[Mesa-dev] [PATCH 3/5] nir: Add new GS intrinsics that maintain a count of emitted vertices.
Jason Ekstrand
jason at jlekstrand.net
Tue Sep 8 11:12:39 PDT 2015
On Tue, Sep 8, 2015 at 2:24 AM, Kenneth Graunke <kenneth at whitecape.org> wrote:
> On Monday, September 07, 2015 10:51:37 AM Jason Ekstrand wrote:
>> On Sep 3, 2015 1:49 AM, "Kenneth Graunke" <kenneth at whitecape.org> wrote:
>> >
>> > This patch also introduces a lowering pass to convert the simple GS
>> > intrinsics to the new ones. See the comments above that for the
>> > rationale behind the new intrinsics.
>> >
>> > This should be useful for i965; it's a generic enough mechanism that I
>> > could see other drivers potentially using it as well, so I don't feel
>> > too bad about putting it in the generic code.
>> >
>> > Signed-off-by: Kenneth Graunke <kenneth at whitecape.org>
>> > ---
>> > src/glsl/Makefile.sources | 1 +
>> > src/glsl/nir/nir.h | 2 +
>> > src/glsl/nir/nir_intrinsics.h | 21 ++++
>> > src/glsl/nir/nir_lower_gs_intrinsics.c | 214
>> +++++++++++++++++++++++++++++++++
>> > 4 files changed, 238 insertions(+)
>> > create mode 100644 src/glsl/nir/nir_lower_gs_intrinsics.c
>> >
>> > diff --git a/src/glsl/Makefile.sources b/src/glsl/Makefile.sources
>> > index c422303..ae2e3e1 100644
>> > --- a/src/glsl/Makefile.sources
>> > +++ b/src/glsl/Makefile.sources
>> > @@ -36,6 +36,7 @@ NIR_FILES = \
>> > nir/nir_lower_alu_to_scalar.c \
>> > nir/nir_lower_atomics.c \
>> > nir/nir_lower_global_vars_to_local.c \
>> > + nir/nir_lower_gs_intrinsics.c \
>> > nir/nir_lower_load_const_to_scalar.c \
>> > nir/nir_lower_locals_to_regs.c \
>> > nir/nir_lower_idiv.c \
>> > diff --git a/src/glsl/nir/nir.h b/src/glsl/nir/nir.h
>> > index 570a33c..13f123f 100644
>> > --- a/src/glsl/nir/nir.h
>> > +++ b/src/glsl/nir/nir.h
>> > @@ -1809,6 +1809,8 @@ void nir_lower_idiv(nir_shader *shader);
>> > void nir_lower_atomics(nir_shader *shader);
>> > void nir_lower_to_source_mods(nir_shader *shader);
>> >
>> > +void nir_lower_gs_intrinsics(nir_shader *shader);
>> > +
>> > void nir_normalize_cubemap_coords(nir_shader *shader);
>> >
>> > void nir_live_variables_impl(nir_function_impl *impl);
>> > diff --git a/src/glsl/nir/nir_intrinsics.h b/src/glsl/nir/nir_intrinsics.h
>> > index ed309b6..bcfe70d 100644
>> > --- a/src/glsl/nir/nir_intrinsics.h
>> > +++ b/src/glsl/nir/nir_intrinsics.h
>> > @@ -79,9 +79,30 @@ BARRIER(memory_barrier)

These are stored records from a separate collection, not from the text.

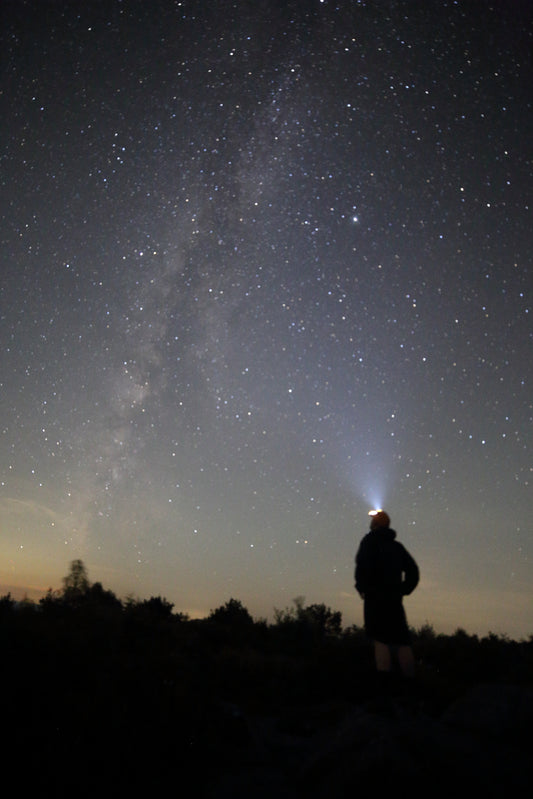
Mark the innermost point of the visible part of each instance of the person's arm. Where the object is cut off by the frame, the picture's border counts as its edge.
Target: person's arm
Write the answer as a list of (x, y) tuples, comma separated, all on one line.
[(411, 574)]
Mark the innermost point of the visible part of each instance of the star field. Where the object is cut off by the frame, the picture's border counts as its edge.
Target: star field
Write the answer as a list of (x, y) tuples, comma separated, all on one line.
[(265, 266)]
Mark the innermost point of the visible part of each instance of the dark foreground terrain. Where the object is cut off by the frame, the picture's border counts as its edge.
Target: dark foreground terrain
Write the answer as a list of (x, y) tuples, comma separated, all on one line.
[(102, 698)]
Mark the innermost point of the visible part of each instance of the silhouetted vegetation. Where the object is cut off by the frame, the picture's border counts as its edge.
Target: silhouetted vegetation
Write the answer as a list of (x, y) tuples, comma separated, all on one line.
[(93, 683)]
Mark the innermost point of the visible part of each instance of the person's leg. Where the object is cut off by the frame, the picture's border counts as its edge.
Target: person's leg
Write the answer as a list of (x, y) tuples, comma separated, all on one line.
[(383, 656), (406, 661)]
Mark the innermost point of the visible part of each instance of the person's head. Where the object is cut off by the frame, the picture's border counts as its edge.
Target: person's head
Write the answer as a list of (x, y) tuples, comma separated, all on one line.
[(379, 520)]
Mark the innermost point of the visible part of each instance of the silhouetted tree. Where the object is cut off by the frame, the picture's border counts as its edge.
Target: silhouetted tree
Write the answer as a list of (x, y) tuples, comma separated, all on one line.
[(233, 614)]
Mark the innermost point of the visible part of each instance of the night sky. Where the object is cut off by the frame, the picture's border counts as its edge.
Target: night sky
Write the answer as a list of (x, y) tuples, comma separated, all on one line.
[(265, 266)]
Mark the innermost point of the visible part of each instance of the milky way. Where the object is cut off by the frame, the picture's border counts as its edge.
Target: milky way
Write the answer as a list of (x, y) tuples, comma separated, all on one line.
[(265, 266)]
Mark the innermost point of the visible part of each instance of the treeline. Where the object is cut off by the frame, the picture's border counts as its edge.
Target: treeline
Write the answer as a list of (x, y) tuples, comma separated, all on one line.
[(83, 611), (136, 691)]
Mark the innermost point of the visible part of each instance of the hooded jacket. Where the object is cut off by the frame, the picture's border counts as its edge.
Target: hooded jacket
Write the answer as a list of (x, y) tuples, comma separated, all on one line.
[(383, 567)]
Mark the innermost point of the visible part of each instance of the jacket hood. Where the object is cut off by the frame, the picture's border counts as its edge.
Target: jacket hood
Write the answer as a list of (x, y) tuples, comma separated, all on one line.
[(384, 532)]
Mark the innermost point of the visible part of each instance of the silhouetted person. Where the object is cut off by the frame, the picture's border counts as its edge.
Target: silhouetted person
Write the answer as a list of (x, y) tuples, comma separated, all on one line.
[(385, 572)]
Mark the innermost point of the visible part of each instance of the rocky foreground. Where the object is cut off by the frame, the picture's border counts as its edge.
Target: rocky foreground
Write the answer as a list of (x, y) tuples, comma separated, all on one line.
[(480, 742)]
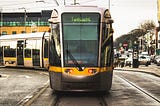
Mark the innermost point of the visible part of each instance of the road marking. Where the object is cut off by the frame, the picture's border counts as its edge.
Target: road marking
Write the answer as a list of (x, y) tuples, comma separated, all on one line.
[(4, 76)]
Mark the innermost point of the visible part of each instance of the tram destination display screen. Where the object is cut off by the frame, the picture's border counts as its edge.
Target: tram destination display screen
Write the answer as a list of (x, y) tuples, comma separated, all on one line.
[(80, 18)]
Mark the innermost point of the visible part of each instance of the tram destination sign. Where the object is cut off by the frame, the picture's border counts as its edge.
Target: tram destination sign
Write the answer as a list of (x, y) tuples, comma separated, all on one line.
[(80, 18)]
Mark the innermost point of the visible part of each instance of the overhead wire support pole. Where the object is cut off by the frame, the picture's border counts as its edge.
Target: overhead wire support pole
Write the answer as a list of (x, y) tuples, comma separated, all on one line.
[(25, 18), (56, 2), (109, 4), (1, 20)]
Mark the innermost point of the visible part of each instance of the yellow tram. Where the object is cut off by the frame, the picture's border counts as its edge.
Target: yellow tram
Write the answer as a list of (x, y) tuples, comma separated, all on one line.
[(81, 49)]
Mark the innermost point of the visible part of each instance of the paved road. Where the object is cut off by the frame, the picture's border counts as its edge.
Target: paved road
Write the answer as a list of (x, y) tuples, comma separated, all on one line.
[(18, 85), (152, 69)]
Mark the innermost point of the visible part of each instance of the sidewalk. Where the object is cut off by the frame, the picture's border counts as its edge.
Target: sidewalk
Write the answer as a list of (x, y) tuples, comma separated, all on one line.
[(152, 69)]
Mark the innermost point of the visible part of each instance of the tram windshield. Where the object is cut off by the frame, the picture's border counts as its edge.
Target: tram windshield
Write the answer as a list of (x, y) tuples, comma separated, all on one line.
[(80, 37)]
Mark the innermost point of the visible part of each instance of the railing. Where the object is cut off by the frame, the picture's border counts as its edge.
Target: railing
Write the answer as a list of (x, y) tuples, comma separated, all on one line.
[(12, 23)]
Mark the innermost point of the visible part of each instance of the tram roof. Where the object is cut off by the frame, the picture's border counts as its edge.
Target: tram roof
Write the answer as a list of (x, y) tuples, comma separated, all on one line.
[(24, 36), (80, 8)]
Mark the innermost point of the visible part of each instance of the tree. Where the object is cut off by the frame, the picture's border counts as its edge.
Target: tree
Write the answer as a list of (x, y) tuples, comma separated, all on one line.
[(134, 34)]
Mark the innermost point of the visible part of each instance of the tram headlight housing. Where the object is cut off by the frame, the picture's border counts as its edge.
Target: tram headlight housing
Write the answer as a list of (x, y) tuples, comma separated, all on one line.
[(69, 71), (92, 71)]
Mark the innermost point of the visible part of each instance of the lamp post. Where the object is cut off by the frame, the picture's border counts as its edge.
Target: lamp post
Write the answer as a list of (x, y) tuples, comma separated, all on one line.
[(109, 4), (25, 18), (1, 20)]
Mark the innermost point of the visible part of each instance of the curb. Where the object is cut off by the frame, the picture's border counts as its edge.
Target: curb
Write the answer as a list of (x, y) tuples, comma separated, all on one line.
[(137, 70)]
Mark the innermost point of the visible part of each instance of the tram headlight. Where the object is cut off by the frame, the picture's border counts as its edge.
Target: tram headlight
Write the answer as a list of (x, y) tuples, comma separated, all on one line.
[(92, 71), (69, 71)]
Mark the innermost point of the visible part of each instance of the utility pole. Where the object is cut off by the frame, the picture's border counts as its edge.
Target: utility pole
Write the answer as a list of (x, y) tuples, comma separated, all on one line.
[(74, 2), (109, 4), (25, 18), (1, 20)]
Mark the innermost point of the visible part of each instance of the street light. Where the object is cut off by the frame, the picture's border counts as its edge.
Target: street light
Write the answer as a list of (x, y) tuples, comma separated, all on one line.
[(25, 18), (1, 20)]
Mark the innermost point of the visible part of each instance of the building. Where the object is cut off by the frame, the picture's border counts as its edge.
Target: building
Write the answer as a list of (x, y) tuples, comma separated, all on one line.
[(24, 22)]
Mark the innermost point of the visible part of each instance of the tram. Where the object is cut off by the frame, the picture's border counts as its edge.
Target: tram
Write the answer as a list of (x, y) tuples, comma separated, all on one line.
[(25, 50), (81, 49)]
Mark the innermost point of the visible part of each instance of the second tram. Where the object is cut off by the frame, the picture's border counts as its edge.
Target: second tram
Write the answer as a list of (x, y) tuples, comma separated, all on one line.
[(81, 49), (25, 50)]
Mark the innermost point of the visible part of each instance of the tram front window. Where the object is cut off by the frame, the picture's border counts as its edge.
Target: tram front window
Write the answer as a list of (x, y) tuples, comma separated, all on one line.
[(80, 36)]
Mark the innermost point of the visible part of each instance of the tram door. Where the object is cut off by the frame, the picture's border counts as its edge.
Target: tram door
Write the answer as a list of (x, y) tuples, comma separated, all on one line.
[(1, 56), (20, 57), (36, 57)]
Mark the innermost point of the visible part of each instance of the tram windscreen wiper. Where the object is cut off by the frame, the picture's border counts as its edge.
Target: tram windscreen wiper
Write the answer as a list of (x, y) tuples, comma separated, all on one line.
[(74, 60)]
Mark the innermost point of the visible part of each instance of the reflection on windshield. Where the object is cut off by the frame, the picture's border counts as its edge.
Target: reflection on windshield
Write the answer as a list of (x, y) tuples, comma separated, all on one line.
[(80, 39)]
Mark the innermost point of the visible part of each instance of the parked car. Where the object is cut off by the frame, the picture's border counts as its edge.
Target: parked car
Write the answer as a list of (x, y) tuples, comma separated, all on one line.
[(144, 60)]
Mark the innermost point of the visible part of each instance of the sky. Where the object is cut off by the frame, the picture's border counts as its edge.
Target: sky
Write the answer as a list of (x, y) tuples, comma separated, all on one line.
[(127, 14)]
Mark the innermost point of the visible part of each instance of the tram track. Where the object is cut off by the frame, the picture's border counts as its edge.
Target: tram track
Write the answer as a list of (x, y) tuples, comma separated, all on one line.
[(139, 88)]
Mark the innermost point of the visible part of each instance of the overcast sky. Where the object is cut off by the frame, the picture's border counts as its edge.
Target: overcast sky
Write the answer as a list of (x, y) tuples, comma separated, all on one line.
[(127, 14)]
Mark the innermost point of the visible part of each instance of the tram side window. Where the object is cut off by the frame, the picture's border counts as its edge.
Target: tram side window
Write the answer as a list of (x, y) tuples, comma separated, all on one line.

>> > /** A conditional discard, with a single boolean source. */
>> > INTRINSIC(discard_if, 1, ARR(1), false, 0, 0, 0, 0)
>> >
>> > +/**
>> > + * Basic Geometry Shader intrinsics.
>> > + *
>> > + * emit_vertex implements GLSL's EmitStreamVertex() built-in. It takes
>> a single
>> > + * index, which is the stream ID to write to.
>> > + *
>> > + * end_primitive implements GLSL's EndPrimitive() built-in.
>> > + */
>> > INTRINSIC(emit_vertex, 0, ARR(), false, 0, 0, 1, 0)
>> > INTRINSIC(end_primitive, 0, ARR(), false, 0, 0, 1, 0)
>> >
>> > +/**
>> > + * Geometry Shader intrinsics with a vertex count.
>> > + *
>> > + * Alternatively, drivers may implement these intrinsics, and use
>> > + * nir_lower_gs_intrinsics() to convert from the basic intrinsics.
>> > + *
>> > + * These maintain a count of the number of vertices emitted, as an
>> additional
>> > + * unsigned integer source.
>> > + */
>> > +INTRINSIC(emit_vertex_with_counter, 1, ARR(1), false, 0, 0, 1, 0)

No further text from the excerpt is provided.